FACE A ELEIÇÕES ANTECIPADAS EM 1979
7 - O PC(m-l)P considera que a tendência principal de evolução da situação e para eleições gerais antecipadas, provavelmente no decurso do 1º semestre de 1979, dado o carácter transitório do III Governo e face as poucas probabilidades de acordos que viabilizem um IV governo de base parlamentar maioritária.

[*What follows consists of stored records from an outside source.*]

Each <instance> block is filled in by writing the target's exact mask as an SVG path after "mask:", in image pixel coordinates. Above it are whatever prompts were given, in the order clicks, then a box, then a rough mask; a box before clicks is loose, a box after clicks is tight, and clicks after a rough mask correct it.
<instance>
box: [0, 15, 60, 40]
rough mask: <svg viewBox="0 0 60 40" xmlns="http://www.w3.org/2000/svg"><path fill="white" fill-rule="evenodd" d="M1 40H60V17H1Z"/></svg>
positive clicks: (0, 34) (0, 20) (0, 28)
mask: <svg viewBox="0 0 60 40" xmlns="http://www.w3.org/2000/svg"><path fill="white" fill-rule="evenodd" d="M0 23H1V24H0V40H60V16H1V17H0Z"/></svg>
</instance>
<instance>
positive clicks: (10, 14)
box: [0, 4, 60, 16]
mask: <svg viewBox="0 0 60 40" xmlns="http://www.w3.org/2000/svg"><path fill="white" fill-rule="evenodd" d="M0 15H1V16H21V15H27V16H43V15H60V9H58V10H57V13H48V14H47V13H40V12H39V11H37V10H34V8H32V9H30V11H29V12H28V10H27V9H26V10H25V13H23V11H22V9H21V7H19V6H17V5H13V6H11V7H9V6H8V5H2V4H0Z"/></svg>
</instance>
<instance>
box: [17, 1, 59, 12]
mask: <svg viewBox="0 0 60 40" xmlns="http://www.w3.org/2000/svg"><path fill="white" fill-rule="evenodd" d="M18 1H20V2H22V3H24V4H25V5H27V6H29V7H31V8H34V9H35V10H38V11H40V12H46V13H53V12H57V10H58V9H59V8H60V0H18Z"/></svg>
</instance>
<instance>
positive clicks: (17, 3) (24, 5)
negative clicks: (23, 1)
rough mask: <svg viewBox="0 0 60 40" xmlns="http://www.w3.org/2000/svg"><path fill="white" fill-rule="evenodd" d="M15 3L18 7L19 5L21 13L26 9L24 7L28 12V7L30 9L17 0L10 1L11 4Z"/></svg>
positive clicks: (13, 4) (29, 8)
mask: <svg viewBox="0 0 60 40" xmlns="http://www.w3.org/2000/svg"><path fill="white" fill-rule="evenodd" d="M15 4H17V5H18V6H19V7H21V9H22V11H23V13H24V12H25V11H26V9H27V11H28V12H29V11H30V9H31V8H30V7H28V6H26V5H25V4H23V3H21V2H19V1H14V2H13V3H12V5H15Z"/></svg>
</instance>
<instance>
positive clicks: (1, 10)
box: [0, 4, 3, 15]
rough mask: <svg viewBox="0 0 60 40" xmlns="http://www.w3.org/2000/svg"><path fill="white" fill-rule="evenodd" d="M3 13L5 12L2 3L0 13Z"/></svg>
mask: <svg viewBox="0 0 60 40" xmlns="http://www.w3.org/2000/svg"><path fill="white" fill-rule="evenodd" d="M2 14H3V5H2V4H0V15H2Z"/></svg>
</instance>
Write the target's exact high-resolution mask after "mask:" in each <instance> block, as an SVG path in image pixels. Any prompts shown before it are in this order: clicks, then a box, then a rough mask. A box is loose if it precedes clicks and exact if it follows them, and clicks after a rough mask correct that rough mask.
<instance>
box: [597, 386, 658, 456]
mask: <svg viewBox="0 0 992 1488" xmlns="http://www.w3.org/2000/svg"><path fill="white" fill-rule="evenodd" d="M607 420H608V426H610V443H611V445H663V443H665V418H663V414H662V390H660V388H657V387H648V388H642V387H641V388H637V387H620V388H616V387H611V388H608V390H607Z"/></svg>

Face a esta eventualidade o PC(m-l)P considera:
1º - que os revolucionários deverão utilizar o terreno eleitoral, tomando-o como meio auxiliar à luta de massas, sem espalhar quaisquer ilusões eleitoralistas, para a propaganda da sua alternativa e com vista a possibilitar o reforço da intervenção política de uma corrente revolucionária que se bata pela defesa das Conquistas Populares de Abril e pelo Socialismo;
2º - que o Partido intervenha na critica no programa do III Governo, no debate sobre a lei eleitoral e o recenseamento e na definição das formas de intervenção eleitoral, e na preparação de um programa de acção revolucionaria a apontar as massas trabalhadoras;
 - que o Partido reforce a sua ligação as lutas de Classe em curso realize o balanço dessa experiência e aponte os exemplos positivos de determinação da classe, e que perspective na sua acção o desenvolvimento numa corrente no movimento operário e popular que se bata por objectivos próprios e por uma direcção autónoma dos partidos da burguesia, que se bata pelas reivindicações de classe, confiante nas suas próprias forças, na solidariedade dos trabalhadores e explorando as divisões no campo do inimigo.
A Comissão Política decidiu convocar IV Reunião Plenária do Comité Central do Partido, com vistas à tomada de decisões importantes sobre a realização da II sessão do VI Congresso e sobre a acção revolucionária na conjuntura politica.